My Scratched Up Face: How My Scar Taught Me Vulnerability
My good friend, Laura Cook, is compiling a book of stories from a handful of people who used what once was their biggest insecurity as a reminder to understanding vulnerability. It was a cool project that I had the privilege of being apart of earlier this year. I shared with her the story of the scar across my face, the scar that has been with me since the day I was born, and my struggle to find the meaning of it. Not to give a spoiler to Laura's book, but it was once my biggest insecurities and is slowly working itself to becoming a physical form of my ability to be vulnerable.
"The doctors did a really good job. I can hardly tell you ever had a cleft lip."
This is the typical response from those who hear the beginning half of my story. To keep you up to speed: I was born with a cleft lip, repaired by an unknown doctor who left town shortly after my surgery, and have spent 22 years in various surgical procedures to try to normalize it as I age.
It's heartening to know that people say they don't notice anything at first, but once you've been told, you'll always notice. The scar becomes just as much Becky as the sound of my laugh or the monotone delivery in my voice. No matter what surgery I have in the future I will always have a slightly crooked face and a noticeable scar under my nose. My face, the typical place that someone bases a first impression, is an open door to vulnerability.
We all long for connectedness. For a long time, I blamed the scar across my face for the reason why I wasn't connected. I will never be pretty like the other girls, I will never know the feeling of real front teeth, or life without a lazy eye created by all the early skin graphs. I was an outsider and everyone knew it because I wore it on my face. (Literally.)

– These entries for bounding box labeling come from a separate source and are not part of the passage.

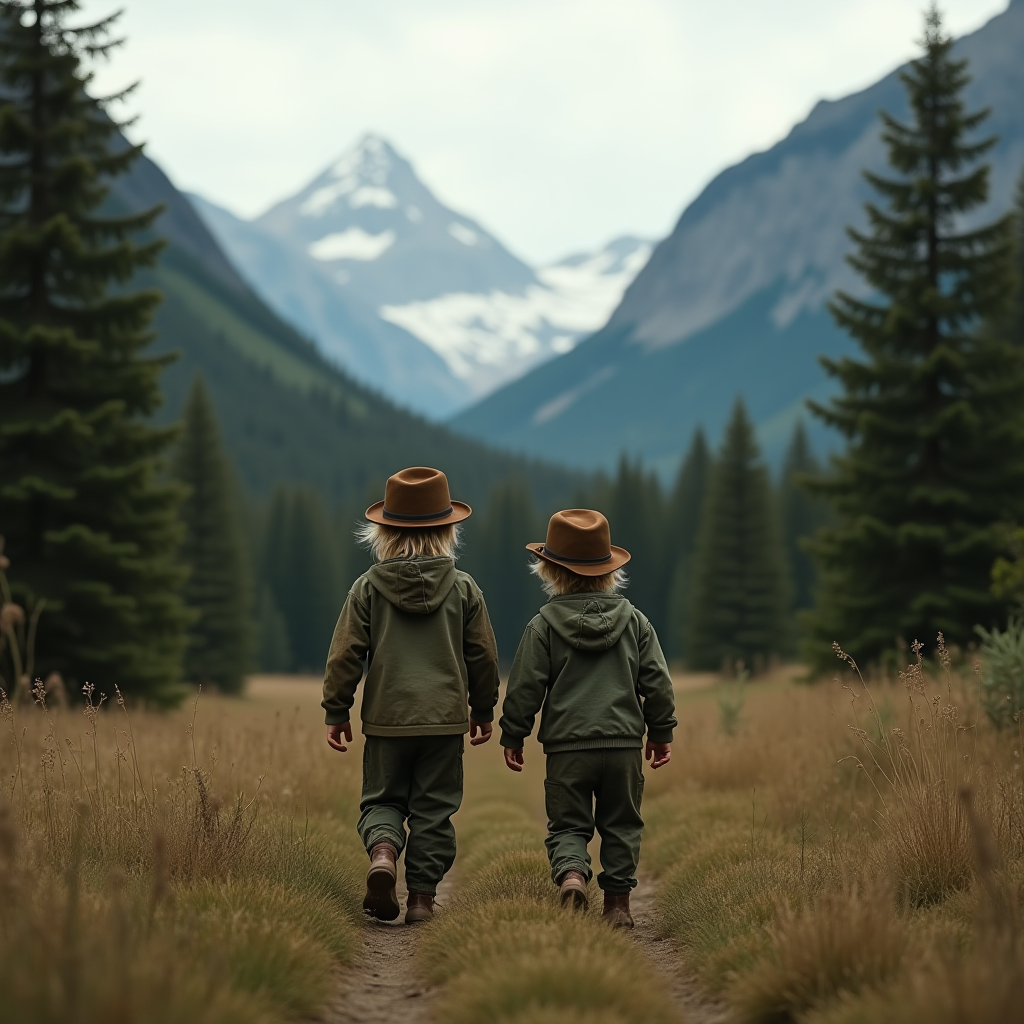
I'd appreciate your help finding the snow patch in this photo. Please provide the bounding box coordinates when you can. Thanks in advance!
[449,220,480,246]
[299,135,398,217]
[307,227,394,260]
[529,367,615,427]
[348,185,398,210]
[379,243,651,395]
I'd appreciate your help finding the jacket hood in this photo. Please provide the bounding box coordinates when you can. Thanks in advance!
[367,558,456,615]
[541,594,633,651]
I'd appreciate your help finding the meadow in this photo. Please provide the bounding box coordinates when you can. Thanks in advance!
[0,651,1024,1024]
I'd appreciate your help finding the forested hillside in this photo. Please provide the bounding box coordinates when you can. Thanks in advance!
[111,151,585,512]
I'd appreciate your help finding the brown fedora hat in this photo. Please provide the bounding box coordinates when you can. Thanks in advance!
[367,466,473,526]
[526,509,630,575]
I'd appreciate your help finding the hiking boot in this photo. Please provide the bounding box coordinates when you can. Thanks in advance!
[362,843,401,921]
[601,893,633,928]
[558,871,588,913]
[406,893,434,925]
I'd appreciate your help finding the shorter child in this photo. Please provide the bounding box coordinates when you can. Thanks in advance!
[323,467,498,925]
[500,509,676,928]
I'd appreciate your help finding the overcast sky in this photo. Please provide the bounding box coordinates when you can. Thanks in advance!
[94,0,1007,262]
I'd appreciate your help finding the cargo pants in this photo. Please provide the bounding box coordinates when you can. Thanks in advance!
[356,735,464,896]
[544,748,643,896]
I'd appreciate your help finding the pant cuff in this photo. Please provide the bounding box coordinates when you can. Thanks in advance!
[551,861,594,886]
[406,874,438,896]
[597,879,636,896]
[365,825,406,853]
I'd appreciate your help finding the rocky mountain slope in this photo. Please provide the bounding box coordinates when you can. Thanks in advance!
[453,0,1024,472]
[109,148,575,506]
[193,135,650,417]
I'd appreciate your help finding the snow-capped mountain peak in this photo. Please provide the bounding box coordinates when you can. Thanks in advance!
[298,135,398,217]
[192,134,650,415]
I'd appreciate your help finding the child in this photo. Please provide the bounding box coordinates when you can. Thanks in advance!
[493,509,676,928]
[323,468,498,925]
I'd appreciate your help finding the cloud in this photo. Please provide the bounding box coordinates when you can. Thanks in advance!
[96,0,1006,261]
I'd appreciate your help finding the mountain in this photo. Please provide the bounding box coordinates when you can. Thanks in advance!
[452,0,1024,472]
[108,149,580,505]
[191,135,650,417]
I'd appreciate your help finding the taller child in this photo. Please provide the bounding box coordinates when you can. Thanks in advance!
[501,509,676,928]
[323,467,498,924]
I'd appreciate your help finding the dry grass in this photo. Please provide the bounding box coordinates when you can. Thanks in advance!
[0,681,364,1024]
[419,744,677,1024]
[644,640,1024,1024]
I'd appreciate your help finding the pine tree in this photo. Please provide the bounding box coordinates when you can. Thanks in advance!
[254,586,294,672]
[665,428,712,657]
[256,485,295,672]
[1008,170,1024,346]
[174,377,252,693]
[778,421,828,610]
[808,7,1024,667]
[0,0,187,699]
[687,401,790,670]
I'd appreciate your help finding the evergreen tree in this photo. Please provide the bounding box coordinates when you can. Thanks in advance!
[687,400,790,669]
[808,7,1024,667]
[255,586,293,672]
[665,427,712,657]
[174,377,251,693]
[1007,170,1024,345]
[460,480,546,665]
[779,421,828,610]
[0,0,188,699]
[256,485,295,672]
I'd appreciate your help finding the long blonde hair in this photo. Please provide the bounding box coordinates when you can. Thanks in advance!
[529,558,630,597]
[355,522,462,562]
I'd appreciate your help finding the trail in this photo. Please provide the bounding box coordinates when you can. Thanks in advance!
[630,877,731,1024]
[318,871,450,1024]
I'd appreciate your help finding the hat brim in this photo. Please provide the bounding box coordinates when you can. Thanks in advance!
[365,502,473,529]
[526,541,633,575]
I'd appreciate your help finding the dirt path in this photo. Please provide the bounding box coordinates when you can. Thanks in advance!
[319,878,450,1024]
[630,878,730,1024]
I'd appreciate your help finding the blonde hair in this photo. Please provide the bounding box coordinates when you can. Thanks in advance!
[529,558,630,597]
[355,522,462,562]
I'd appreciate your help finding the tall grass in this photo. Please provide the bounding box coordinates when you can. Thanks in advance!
[419,745,678,1024]
[645,637,1024,1024]
[0,686,362,1024]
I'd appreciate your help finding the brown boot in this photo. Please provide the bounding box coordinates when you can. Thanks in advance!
[362,843,401,921]
[406,893,434,925]
[558,871,588,913]
[601,893,633,928]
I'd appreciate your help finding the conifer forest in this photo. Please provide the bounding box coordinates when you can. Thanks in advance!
[0,0,1024,1024]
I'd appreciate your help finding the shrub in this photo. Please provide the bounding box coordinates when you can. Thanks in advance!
[975,618,1024,729]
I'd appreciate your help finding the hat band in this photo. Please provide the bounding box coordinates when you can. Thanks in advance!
[381,505,455,522]
[544,545,611,565]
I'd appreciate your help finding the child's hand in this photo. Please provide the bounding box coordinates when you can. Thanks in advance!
[469,718,495,746]
[644,739,672,768]
[505,746,522,771]
[327,722,352,754]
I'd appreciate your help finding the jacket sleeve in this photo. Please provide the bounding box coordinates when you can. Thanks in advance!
[321,586,370,725]
[499,623,551,750]
[637,615,679,743]
[462,584,499,722]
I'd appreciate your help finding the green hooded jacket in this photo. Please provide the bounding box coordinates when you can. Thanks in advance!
[501,594,676,754]
[322,558,498,736]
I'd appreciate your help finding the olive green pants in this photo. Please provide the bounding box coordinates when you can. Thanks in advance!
[544,748,643,895]
[356,736,463,896]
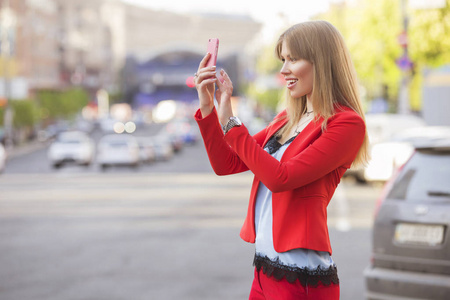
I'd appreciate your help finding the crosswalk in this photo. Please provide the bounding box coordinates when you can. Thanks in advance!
[0,172,379,231]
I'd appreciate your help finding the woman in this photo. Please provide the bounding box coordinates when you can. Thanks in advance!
[195,21,368,300]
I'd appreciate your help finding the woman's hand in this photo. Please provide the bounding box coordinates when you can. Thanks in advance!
[194,52,217,117]
[216,70,233,126]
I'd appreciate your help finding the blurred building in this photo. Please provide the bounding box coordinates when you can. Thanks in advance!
[122,5,261,106]
[0,0,261,103]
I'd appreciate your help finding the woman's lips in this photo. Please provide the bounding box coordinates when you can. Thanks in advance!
[286,79,298,89]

We're all outsiders. If you ever meet anyone who seems to be on the inside call me and let me know and I'll append this blog. We all have deep cuts in us - physical, internal, self-inflicted, born-with, created by others - we're all pretty banged up. Some of us have gotten really good at smothering the redness with concealer so we never have to allow ourselves to feel weak. We never want to appear weak.
Try walking around with a scar across your face (how many more times do you think I can use that phrase in this blog?) and it'll teach you quickly that there is nothing you can do but surrender your weakness and allow for something beautiful to happen.
My scar reminds me of the fragility of life. It reminds me that society will never look on me with a smile, but I'm still in precious hands. My scar showed me the real meaning of healing. Healing repairs the wound, but leaves a scar. The scar serves as a reminder of the story of victory. There is power in our scars.
I was lucky enough to have a physical scar, a very obvious physical scar, to teach me how to open up to people. As much as my physical scar became apart of my character, so do my internal ones, the ones that no one sees. We lose the ability to connect with people the longer we hide our scars. By uncovering all of these hidden parts of us we finally experience redemption. Redemption is not starting over, but reclaiming what was already there for good. Vulnerability allows our scars to serve as stories and reclaim the shame they once served us.
The only way for skin to scar is for a gentle cleansing and skilled surgeon to stitch closed the open wound. It's a process and it might take 22 years of surgeries, but each stitch is unique to the new creature. I think my scar helped me see the scars of others. There's a broken victory in all of us that can be purged and renewed if we only allowed healing to happen. If we start to talk about our scars people will feel seen in their wounds. There is power in connection.
Sometimes I can't drink out of water bottles correctly and water splashes down the side of my face; and my slurred speech will show up the longer you get to know me, but battle wounds are where the stories are -- and I'm all about a good story.